You'll need the following to run these steps:
- MacOS 10.15 or later
- Python 3.6 or later
- CMake 3.18.5/3.19.0 or later (make sure the `cmake` command is available on your PATH)
- Xcode 12.2 or later (and its command line tools)
You can then run build_xcframework.py, as below:
```
cd ~/<my_working_directory>
python opencv/platforms/apple/build_xcframework.py --out ./build_xcframework
```
Grab a coffee, because you'll be here for a while. By default this builds OpenCV for 8 architectures across 4 platforms:
- iOS (`--iphoneos_archs`): arm64, armv7
- iOS Simulator (`--iphonesimulator_archs`): x86_64, arm64
- macOS (`--macos_archs`): x86_64, arm64
- Mac Catalyst (`--catalyst_archs`): x86_64, arm64
If everything's fine, you will eventually get `opencv2.xcframework` in the output directory.

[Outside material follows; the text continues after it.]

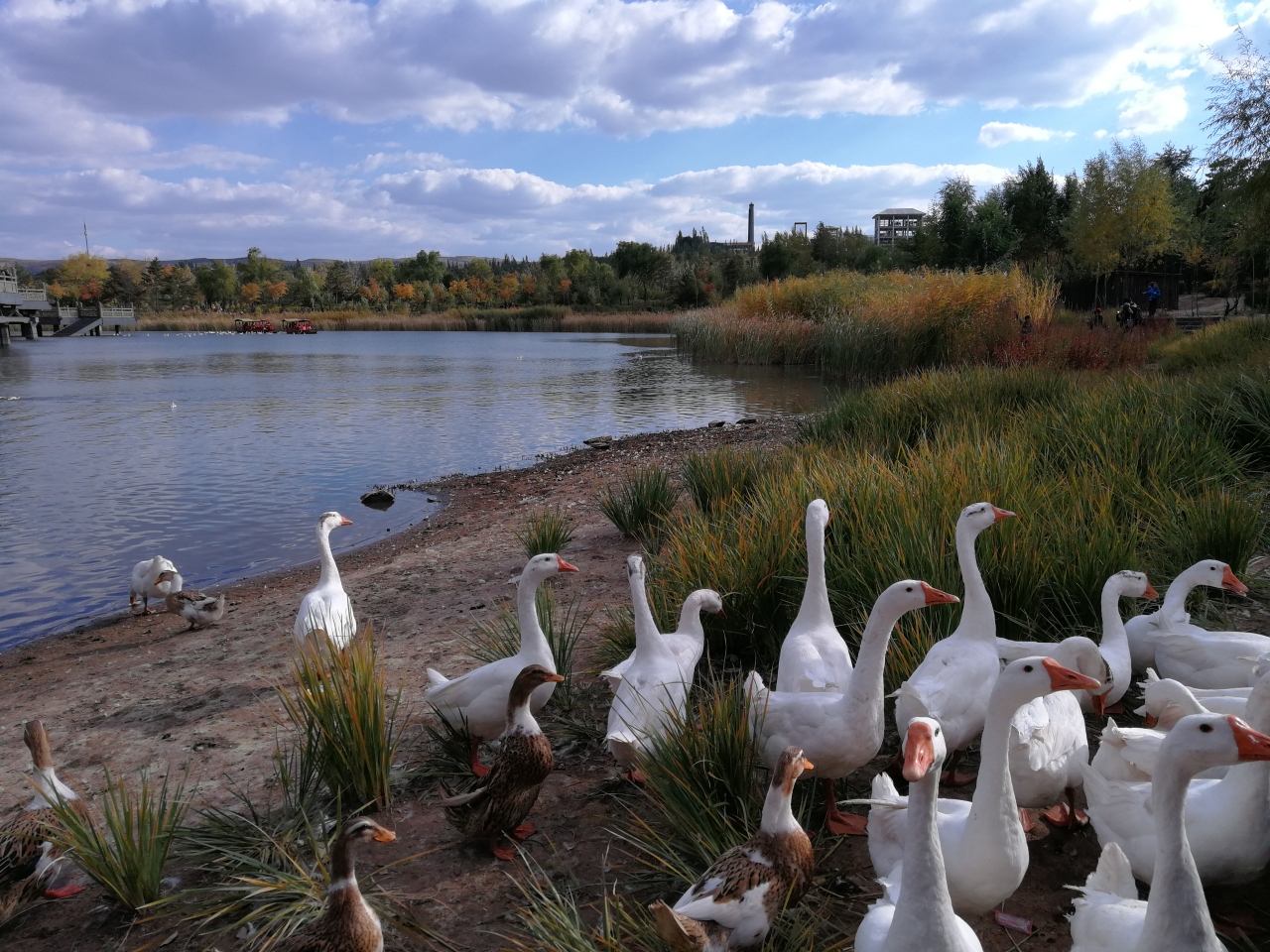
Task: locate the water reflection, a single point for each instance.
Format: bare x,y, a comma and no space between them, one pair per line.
98,470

The script has some configuration options to exclude platforms and architectures you don't want to build for. Use the `--help` flag for more information.
## How it Works
This script generates a fat `.framework` for each platform you specify, and stitches them together into a `.xcframework`. This file can be used to support the same architecture on different platforms, which fat `.framework`s don't allow. To build the intermediate `.framework`s, `build_xcframework.py` leverages the `build_framework.py` scripts in the ios and osx platform folders.
### Passthrough Arguments
Any arguments that aren't recognized by `build_xcframework.py` will be passed to the platform-specific `build_framework.py` scripts. The `--without` flag mentioned in the examples is an example of this in action. For more info, see the `--help` info for those scripts.
## Examples
You may override the defaults by specifying a value for any of the `*_archs` flags. For example, if you want to build for arm64 on every platform, you can do this:
```
python build_xcframework.py --out somedir --iphoneos_archs arm64 --iphonesimulator_archs arm64 --macos_archs arm64 --catalyst_archs arm64
```
If you want to build only for certain platforms, you can supply the `--build_only_specified_archs` flag, which makes the script build only the archs you directly ask for. For example, to build only for Catalyst, you can do this:
```
python build_xcframework.py --out somedir --catalyst_archs x86_64,arm64 --build_only_specified_archs
```
You can also build without OpenCV functionality you don't need. You can do this by using the `--without` flag, which you use once per item you want to go without. For example, if you wanted to compile without `video` or `objc`, you'd can do this:
```
python build_xcframework.py --out somedir --without video --without objc
```
(if you have issues with this, try using `=`, e.g. `--without=video --without=objc`, and file an issue on GitHub.)